Thursday 28 February 2019

Thirty-One Chickens


'That lady has thirty-one chickens!' the cashier tells me. She points and I look towards the exit, to where the automatic doors slide apart to release a woman pushing a trolley laden with planks. 'She's building a coop for them.'

'I thought that was illegal.'

'Anyone can build a coop for their chickens,' she tells me. 'I have chickens too.'

'I mean I thought it was illegal to have so many.' I try to remember how many chickens Byron has in his own back garden. 'I thought there was some city law preventing anyone keeping more than eight.'

'There is,' she says. 'That lady lives outside of the city, so she has thirty-one.'

'Wow,' I say, submitting my purchases to the cashier's scanner - a new air filter for the lawnmower and a bottle of oil for the chainsaw.

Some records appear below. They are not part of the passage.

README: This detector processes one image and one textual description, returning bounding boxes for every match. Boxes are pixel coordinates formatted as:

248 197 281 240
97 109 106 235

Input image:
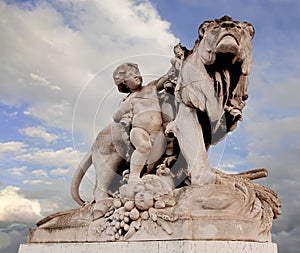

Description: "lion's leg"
91 123 126 202
174 103 214 185
92 151 123 202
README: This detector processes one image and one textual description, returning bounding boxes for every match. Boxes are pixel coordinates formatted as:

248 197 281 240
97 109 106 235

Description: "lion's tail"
71 151 92 206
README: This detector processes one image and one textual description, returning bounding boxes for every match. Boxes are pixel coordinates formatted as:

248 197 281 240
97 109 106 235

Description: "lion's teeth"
232 55 238 64
223 69 230 84
241 58 251 75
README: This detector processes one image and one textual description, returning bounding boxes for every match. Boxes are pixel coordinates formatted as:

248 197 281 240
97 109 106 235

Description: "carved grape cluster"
102 177 177 241
104 196 162 240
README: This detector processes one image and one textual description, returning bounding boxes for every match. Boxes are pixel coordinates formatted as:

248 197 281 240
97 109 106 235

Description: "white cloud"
217 163 237 174
29 72 61 91
0 141 26 153
8 166 27 176
23 180 52 185
15 147 84 171
0 186 42 223
50 168 69 175
32 169 48 177
20 126 59 142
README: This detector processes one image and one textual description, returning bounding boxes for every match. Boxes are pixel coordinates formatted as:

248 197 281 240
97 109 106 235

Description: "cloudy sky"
0 0 299 252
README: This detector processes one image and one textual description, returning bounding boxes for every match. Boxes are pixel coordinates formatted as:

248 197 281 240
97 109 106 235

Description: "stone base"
28 216 271 243
33 183 279 243
19 240 278 253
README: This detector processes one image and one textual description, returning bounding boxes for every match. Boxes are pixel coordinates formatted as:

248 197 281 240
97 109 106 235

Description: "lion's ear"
243 22 255 39
198 21 212 39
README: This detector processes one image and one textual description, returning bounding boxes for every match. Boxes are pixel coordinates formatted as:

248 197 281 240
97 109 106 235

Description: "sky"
0 0 299 252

The farm on which I grew up, the one upon which they eventually built the set for Teletubbies, was next to a chicken farm, and Paul, who lived on that chicken farm was my best friend at school. There were seventy-five thousand chickens on his farm, and I recall the figure because he reminded us of it from time to time; and apparently he reminded Tom Mahon of the statistic with such frequency that Tom often referred to him as Seventy-Five Thousand Chickens by way of a nickname.

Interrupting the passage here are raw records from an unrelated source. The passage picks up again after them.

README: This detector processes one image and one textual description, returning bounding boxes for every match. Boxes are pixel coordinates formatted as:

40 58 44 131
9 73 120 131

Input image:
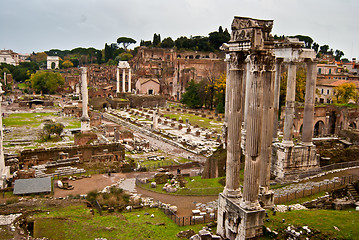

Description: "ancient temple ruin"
217 16 276 240
217 16 320 240
116 61 132 94
271 38 319 180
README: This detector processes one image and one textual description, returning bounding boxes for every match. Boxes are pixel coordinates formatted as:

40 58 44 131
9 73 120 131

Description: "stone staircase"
347 184 359 201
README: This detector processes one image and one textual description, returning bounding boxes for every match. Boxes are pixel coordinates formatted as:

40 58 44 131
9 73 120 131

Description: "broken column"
80 67 91 132
217 16 275 240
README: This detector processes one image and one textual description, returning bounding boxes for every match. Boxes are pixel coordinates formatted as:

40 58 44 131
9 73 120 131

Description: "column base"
259 190 274 209
301 141 314 147
223 187 242 198
217 193 265 240
281 140 294 147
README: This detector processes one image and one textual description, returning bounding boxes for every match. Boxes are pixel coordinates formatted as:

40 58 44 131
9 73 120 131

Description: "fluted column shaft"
302 61 317 145
122 69 126 92
259 66 275 192
241 56 264 210
272 61 282 141
282 62 297 146
223 58 230 149
128 69 132 92
223 53 245 197
116 67 120 93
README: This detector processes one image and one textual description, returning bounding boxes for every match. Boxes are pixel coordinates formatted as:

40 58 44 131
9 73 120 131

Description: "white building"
0 50 19 65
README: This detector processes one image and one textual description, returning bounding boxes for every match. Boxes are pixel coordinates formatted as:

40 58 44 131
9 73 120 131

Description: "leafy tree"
161 37 174 48
42 123 64 140
209 26 231 50
319 45 329 54
62 60 74 68
312 42 319 53
104 43 114 62
153 33 161 47
30 71 64 94
30 52 48 63
334 82 358 104
116 37 136 50
334 50 344 61
181 80 203 108
116 52 133 61
290 35 313 48
140 40 152 47
213 74 226 113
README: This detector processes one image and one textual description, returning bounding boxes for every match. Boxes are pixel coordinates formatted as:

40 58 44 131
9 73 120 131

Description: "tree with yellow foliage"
334 82 358 104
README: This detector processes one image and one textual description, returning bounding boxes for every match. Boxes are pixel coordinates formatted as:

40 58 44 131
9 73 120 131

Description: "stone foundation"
271 143 320 181
217 194 265 240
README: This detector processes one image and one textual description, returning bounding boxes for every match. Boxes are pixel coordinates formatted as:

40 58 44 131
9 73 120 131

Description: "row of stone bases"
216 17 319 239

'Do you live on Corinne?' I ask the cashier. I notice that she's actually sort of foxy, an older Latina with beautiful grey hair, and I realise that my question probably sounds like a come on.

Maybe I could stop by a little later…

'I always used to go past this house with chickens out in the back garden,' I tell her with increased urgency. 'I just meant that I wondered if that was you, as you have chickens.'

'I know that house,' she tells me with some caution, although maybe it's my imagination. 'I live over that way. Is it Sumner? On the corner?'

'Yes, on the corner. I think it's the last one before you get to Eisenhauer. Anyway, the chickens haven't been there recently,' I add, now wondering why the hell I mentioned it in the first place.

'I know the house you mean. That will be $17.82.'

I try to remember whether I insert my card into the slot or slide it down the thing at the side. Whichever one I do, the display always seems to tell me I should have done the other one.

'A lot of people keep chickens,' the cashier adds. 'My neighbour - he had chickens too.'

Do I want cash, yes or no…

'Well, they were all males so they weren't chickens. They were roosters.'

'Ouch,' I say. 'I hope he enjoyed getting up early in the morning.'

'Isn't that funny,' the woman says thoughtfully.

'I guess he didn't need the eggs,' I say, noticing how I now remind myself of some old boy, one lame observation after another.

'Only one reason a man keeps just roosters,' the woman says. She scowls lightly.

'Ewww,' I say as the penny drops.

I leave with my air filter and my oil in a grey polythene bag. I think of the dead bull terrier I once found in a cardboard box on the Holbrook Road. I called animal control. They said it was probably the collateral from some illegal dog fight, probably dumped.

So that turned dark pretty quickly, as the saying goes.